CTESIAS, a celebrated physician, a native of Cnidus in Caria, a famed seat of medical knowledge. He was a contemporary of Xenophon. He was for about seventeen years resident at the court of Artaxerxes Mnemon, in Persia, as private physician. How he came there is not certain. Diodorus says he was a prisoner of war, retained and honoured because of his medical s kill. The manner of his leaving, too, is disputed. He states himself that, desiring to return to his native city, he asked and obtained leave of the king. Ctesias wrote a great history of Persia, long since lost—there are fragments of it in Diodorus, Athenæus, Plutarch, &c.; and a treatise on India. Of this, as of the other, there is an abridgment in Photius.—J. B.

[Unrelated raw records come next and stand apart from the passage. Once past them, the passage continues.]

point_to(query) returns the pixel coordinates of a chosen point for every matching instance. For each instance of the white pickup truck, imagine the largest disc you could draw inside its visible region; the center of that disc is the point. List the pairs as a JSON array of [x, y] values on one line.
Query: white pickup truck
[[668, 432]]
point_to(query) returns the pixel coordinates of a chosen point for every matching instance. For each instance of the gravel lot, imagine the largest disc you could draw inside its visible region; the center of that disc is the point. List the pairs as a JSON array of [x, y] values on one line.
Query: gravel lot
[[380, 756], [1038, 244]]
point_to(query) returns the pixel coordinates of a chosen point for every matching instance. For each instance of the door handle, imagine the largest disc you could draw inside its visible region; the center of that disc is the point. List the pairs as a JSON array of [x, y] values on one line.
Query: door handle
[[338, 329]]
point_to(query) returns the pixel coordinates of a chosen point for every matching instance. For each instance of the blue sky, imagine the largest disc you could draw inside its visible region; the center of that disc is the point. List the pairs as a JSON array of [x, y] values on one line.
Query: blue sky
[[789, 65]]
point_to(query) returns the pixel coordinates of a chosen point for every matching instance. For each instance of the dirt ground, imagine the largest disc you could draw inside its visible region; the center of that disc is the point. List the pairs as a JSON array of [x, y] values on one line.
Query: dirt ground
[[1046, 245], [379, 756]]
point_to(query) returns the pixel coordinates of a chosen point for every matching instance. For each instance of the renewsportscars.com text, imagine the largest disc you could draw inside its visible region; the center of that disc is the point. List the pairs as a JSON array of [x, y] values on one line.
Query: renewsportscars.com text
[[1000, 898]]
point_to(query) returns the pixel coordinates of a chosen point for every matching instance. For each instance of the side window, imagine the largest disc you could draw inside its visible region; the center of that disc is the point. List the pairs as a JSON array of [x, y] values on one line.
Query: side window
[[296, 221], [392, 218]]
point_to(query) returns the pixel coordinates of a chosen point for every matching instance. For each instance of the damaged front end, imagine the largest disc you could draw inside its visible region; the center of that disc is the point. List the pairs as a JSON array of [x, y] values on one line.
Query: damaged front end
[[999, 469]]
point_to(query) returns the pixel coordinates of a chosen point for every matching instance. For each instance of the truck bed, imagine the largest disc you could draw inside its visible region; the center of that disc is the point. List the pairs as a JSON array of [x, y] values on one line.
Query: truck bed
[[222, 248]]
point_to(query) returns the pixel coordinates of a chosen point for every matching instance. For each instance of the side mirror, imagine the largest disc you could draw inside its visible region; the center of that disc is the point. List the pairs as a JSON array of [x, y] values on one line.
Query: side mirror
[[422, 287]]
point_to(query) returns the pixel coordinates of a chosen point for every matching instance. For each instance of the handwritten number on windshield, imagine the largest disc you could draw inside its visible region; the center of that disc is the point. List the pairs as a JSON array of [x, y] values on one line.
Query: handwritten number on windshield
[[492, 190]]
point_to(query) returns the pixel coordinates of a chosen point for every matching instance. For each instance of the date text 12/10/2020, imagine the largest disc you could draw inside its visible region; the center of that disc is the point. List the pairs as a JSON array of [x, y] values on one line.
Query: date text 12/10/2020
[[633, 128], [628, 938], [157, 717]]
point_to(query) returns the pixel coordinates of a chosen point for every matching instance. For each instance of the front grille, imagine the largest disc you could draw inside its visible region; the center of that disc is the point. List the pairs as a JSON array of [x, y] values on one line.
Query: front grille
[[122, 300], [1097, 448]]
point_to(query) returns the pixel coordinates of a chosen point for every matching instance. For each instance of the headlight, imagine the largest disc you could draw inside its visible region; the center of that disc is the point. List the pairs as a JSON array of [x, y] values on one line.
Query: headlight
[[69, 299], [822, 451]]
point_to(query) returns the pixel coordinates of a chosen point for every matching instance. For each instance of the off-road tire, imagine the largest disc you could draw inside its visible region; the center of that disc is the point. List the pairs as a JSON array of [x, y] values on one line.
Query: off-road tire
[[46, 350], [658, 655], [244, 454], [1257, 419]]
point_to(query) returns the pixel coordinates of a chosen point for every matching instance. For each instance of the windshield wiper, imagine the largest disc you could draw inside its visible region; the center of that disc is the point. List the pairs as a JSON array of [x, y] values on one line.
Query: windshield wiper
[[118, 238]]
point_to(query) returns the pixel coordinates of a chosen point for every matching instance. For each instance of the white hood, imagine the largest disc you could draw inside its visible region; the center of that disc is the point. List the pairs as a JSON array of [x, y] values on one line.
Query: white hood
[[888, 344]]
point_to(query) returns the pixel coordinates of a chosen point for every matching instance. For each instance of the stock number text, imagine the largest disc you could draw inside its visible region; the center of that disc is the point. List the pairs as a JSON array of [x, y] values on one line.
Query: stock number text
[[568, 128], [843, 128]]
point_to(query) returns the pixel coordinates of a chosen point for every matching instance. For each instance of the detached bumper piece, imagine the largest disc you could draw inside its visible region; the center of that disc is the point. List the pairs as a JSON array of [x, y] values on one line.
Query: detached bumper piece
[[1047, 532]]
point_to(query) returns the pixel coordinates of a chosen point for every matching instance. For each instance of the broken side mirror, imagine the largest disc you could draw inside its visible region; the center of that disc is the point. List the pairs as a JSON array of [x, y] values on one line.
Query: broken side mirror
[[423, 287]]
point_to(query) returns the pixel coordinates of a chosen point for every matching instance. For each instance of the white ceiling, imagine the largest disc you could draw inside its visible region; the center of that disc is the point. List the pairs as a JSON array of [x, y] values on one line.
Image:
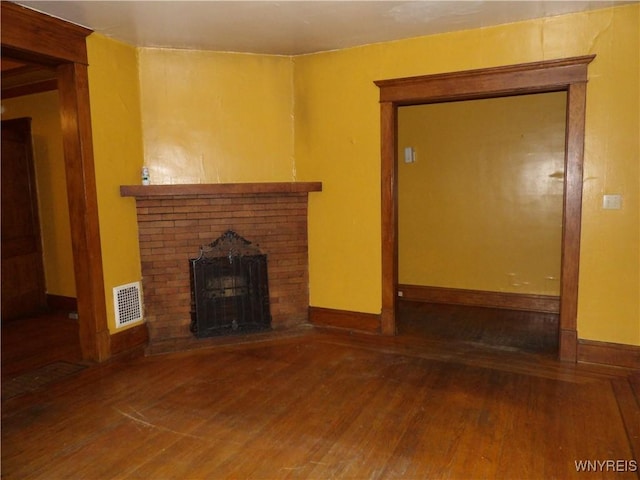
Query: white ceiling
[[293, 27]]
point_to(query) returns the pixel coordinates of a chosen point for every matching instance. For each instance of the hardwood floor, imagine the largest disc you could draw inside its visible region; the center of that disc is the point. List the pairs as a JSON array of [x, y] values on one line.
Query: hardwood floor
[[319, 404], [36, 341]]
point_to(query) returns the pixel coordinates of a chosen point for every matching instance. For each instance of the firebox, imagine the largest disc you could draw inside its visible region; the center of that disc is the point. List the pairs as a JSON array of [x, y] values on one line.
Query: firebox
[[229, 288]]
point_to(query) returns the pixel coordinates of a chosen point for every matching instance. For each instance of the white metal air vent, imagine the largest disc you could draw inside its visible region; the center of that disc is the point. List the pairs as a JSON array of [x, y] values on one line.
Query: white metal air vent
[[127, 303]]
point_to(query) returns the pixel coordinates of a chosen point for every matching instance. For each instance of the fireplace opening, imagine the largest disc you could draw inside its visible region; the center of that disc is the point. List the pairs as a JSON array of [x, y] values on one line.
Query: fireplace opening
[[229, 288]]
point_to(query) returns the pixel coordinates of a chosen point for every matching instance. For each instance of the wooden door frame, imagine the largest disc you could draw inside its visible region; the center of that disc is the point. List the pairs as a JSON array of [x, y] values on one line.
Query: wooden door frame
[[568, 75], [35, 37]]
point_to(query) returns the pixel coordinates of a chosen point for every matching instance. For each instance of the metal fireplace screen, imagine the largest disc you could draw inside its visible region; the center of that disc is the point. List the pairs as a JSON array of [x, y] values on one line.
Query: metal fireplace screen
[[229, 288]]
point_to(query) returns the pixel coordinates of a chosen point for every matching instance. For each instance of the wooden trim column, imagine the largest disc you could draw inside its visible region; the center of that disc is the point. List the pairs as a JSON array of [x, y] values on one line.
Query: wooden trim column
[[45, 40]]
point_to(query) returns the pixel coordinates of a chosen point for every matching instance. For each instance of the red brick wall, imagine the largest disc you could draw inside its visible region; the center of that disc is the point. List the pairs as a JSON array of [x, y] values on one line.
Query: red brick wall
[[172, 229]]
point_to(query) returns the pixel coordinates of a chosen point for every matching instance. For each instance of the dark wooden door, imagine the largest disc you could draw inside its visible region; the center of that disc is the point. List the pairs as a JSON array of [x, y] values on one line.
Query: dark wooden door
[[23, 289]]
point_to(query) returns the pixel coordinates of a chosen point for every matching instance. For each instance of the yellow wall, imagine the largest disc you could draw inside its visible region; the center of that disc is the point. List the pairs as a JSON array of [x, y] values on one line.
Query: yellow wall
[[44, 110], [117, 145], [338, 143], [213, 117], [481, 207]]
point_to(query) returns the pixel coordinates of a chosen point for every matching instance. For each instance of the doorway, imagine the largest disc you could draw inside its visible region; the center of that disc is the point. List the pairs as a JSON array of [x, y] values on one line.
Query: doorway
[[479, 220], [23, 286], [568, 75], [22, 33]]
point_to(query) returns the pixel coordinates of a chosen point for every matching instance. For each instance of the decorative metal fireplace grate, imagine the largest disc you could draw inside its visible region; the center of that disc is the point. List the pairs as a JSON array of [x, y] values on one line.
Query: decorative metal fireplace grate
[[229, 288]]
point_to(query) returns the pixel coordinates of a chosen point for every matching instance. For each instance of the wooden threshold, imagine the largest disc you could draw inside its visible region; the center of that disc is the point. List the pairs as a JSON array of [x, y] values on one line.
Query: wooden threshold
[[480, 298]]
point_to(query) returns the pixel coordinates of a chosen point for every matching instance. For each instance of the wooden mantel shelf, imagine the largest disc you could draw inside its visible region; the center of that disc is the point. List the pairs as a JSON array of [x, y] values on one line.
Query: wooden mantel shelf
[[149, 191]]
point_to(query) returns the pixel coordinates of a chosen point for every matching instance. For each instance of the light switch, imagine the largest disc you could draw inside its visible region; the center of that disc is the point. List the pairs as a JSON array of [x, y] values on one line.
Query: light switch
[[612, 202], [409, 155]]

CUBIÈRES, Simon Louis Pierre, Marquis de, a French naturalist, was born at Roquemaure on 12th October, 1747, and died at Paris on 10th August, 1821. He was first a page of Louis XV., then a captain of cavalry. He was a man of the world and a courtier, and at the same time devoted attention to science. He had a good mineralogical collection, a chemical laboratory, and a small botanic garden. He made an excursion to Rome and Naples, and descended into the crater of Vesuvius. He also visited Sweden, and examined the scientific collections there. He accompanied Louis XVI. to Paris on 6th October, 1789, and on that occasion his hat was struck by a bullet intended for the king. He was afterwards imprisoned at Versailles. On his release, he went to Rome as one of the commissioners appointed to preside over the conveyance of the works of art in painting and sculpture; and he subsequently was appointed conservator of the statues in the Versailles garden.—J. H. B.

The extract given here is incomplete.